Homework Help: Simple Harmonic Motion

1. Nov 26, 2007

asuslinux

[SOLVED] Simple Harmonic Motion

This is the question I was given on my assignment, I can't seem to get it, bad prof so I am trying to teach all of this to myself, but this stuff is a bit confusing. From what I have tried and gather from examples in mt text, sub in .120s and solve but that is not working.

The position of a mass that is oscillating on a spring is given by (14.0cm)cos[(18.0s^-1)t].
What is the speed of the mass when t = 0.120 s?

Also, I don't think 18.0s^-1 is angular speed, I think its frequency but the book has nothing in it about it, got that from google.

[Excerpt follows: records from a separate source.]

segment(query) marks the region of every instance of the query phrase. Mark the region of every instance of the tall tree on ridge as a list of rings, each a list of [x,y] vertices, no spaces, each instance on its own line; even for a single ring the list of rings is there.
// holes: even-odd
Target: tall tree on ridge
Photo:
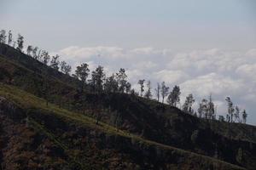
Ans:
[[[235,116],[235,122],[236,121],[237,122],[240,122],[240,109],[237,105],[235,107],[234,116]]]
[[[48,52],[44,50],[42,55],[43,55],[42,62],[44,65],[47,65],[49,60],[49,55]]]
[[[100,94],[103,91],[105,76],[103,67],[101,65],[91,72],[90,84],[95,92]]]
[[[143,80],[139,80],[137,82],[140,85],[140,88],[141,88],[141,97],[143,97],[144,92],[144,82],[145,80],[143,79]]]
[[[33,49],[32,46],[31,46],[31,45],[27,46],[26,54],[31,56],[31,52],[32,51],[32,49]]]
[[[160,85],[159,82],[157,82],[157,87],[156,88],[154,88],[154,91],[155,91],[155,94],[156,94],[156,98],[157,98],[157,101],[159,102],[159,98],[160,98]]]
[[[216,119],[216,114],[215,114],[215,108],[214,104],[212,102],[212,94],[209,96],[209,102],[208,102],[208,107],[207,107],[207,116],[208,119]]]
[[[13,34],[12,34],[12,31],[9,31],[8,33],[8,45],[10,45],[12,43],[13,41]]]
[[[150,80],[148,80],[148,82],[147,82],[147,88],[148,89],[147,89],[146,94],[145,94],[145,98],[149,99],[152,97]]]
[[[83,63],[81,65],[77,66],[75,71],[75,77],[81,81],[81,91],[84,91],[84,87],[86,83],[86,79],[89,76],[90,70],[86,63]]]
[[[6,31],[5,30],[0,31],[0,43],[5,43],[6,42]]]
[[[50,61],[50,67],[56,71],[59,70],[59,64],[60,64],[59,58],[60,56],[58,54],[56,54],[55,56],[52,56]]]
[[[162,103],[165,101],[165,98],[167,96],[169,91],[169,87],[166,86],[166,82],[162,82],[161,83],[161,88],[160,88],[160,93],[162,96]]]
[[[167,99],[167,103],[171,105],[172,106],[176,107],[177,104],[179,103],[180,101],[180,88],[178,86],[174,86],[172,88],[172,91],[170,93],[168,99]]]
[[[190,94],[186,97],[186,100],[183,105],[183,110],[186,113],[194,114],[194,110],[192,109],[192,105],[195,103],[195,99],[193,94]]]
[[[127,75],[125,74],[125,69],[120,68],[118,73],[116,73],[116,79],[119,83],[119,91],[125,93],[127,86]]]
[[[242,115],[241,115],[241,116],[242,116],[242,122],[243,123],[247,123],[247,116],[248,115],[247,115],[247,111],[245,110],[243,110]]]
[[[22,52],[23,49],[23,43],[24,43],[24,37],[20,34],[18,34],[18,39],[17,39],[18,47],[17,49],[20,52]]]
[[[232,100],[230,97],[226,97],[225,100],[228,103],[228,115],[229,115],[229,116],[227,116],[227,117],[230,117],[230,122],[233,122],[233,116],[234,116],[234,111],[235,111],[233,102],[232,102]]]

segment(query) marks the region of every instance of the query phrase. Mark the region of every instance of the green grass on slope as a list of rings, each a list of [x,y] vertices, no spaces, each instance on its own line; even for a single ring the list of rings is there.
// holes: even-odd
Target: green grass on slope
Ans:
[[[36,97],[36,96],[34,96],[31,94],[28,94],[25,91],[22,91],[14,86],[9,86],[9,85],[4,85],[3,83],[0,83],[0,96],[5,97],[6,99],[15,103],[19,107],[20,107],[21,109],[24,109],[24,110],[29,110],[29,109],[44,110],[49,114],[53,114],[55,116],[65,120],[65,122],[67,122],[70,123],[76,123],[76,124],[79,124],[81,126],[88,127],[90,128],[96,128],[96,129],[97,129],[101,132],[106,133],[109,135],[112,134],[112,135],[123,136],[123,137],[136,140],[139,143],[143,143],[143,144],[146,144],[146,145],[159,147],[163,150],[175,150],[177,153],[179,153],[180,155],[185,155],[189,157],[191,157],[191,156],[199,157],[199,159],[205,159],[206,161],[212,162],[213,163],[222,163],[224,165],[227,165],[234,169],[243,169],[242,167],[240,167],[233,165],[233,164],[230,164],[225,162],[222,162],[218,159],[214,159],[214,158],[206,156],[201,156],[201,155],[199,155],[199,154],[196,154],[194,152],[177,149],[177,148],[175,148],[175,147],[172,147],[170,145],[159,144],[157,142],[147,140],[139,136],[131,134],[125,131],[119,130],[110,125],[108,125],[108,124],[101,122],[98,123],[97,126],[96,126],[96,121],[93,118],[90,118],[90,117],[86,116],[82,114],[72,112],[72,111],[67,110],[65,109],[59,108],[58,106],[52,105],[52,104],[49,104],[47,106],[46,101],[44,99]],[[41,128],[44,129],[44,127],[41,127]],[[46,134],[47,134],[47,133],[46,133]],[[47,135],[50,136],[51,134],[49,133],[48,133]],[[50,139],[52,139],[52,138],[50,138]],[[55,141],[55,142],[56,142],[56,141]],[[67,149],[64,145],[62,145],[62,147],[66,150]]]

I am looking for a step in the right direction in solving this one, the equation I am using are:

v = -wAsin(wt + theta)

The solution I am getting is -13.4 m/s which is not right, any help would be great. Thanks.

2. Nov 26, 2007

hage567

Can you show how you got the -13.4 m/s? Are you working in radian mode on your calculator?

3. Nov 26, 2007

asuslinux

Yeah, I am working in radian mode, this is going under what I was assuming the 18.0s^-1 is frequency so I converted it using:

w = f2(pi)

and then used that in the velocity equation, I don't think thats right, but just using the 18 as w doesn't work either.

4. Nov 26, 2007

hage567

I think the 18 s^-1 is the angular speed. Can you show what answer you get when you use 18?

5. Nov 26, 2007

asuslinux

V = -(18 * .14)sin(18 * .120)
= -(2.52)sin(2.16)
= -(2.52)(.83138)
= -2.095 m/s

That answer is not right either.

6. Nov 27, 2007

asuslinux

Yeah, I got it after, I was forgetting speed is a scaler so leaving out the negative solved the problem, thanks for your help.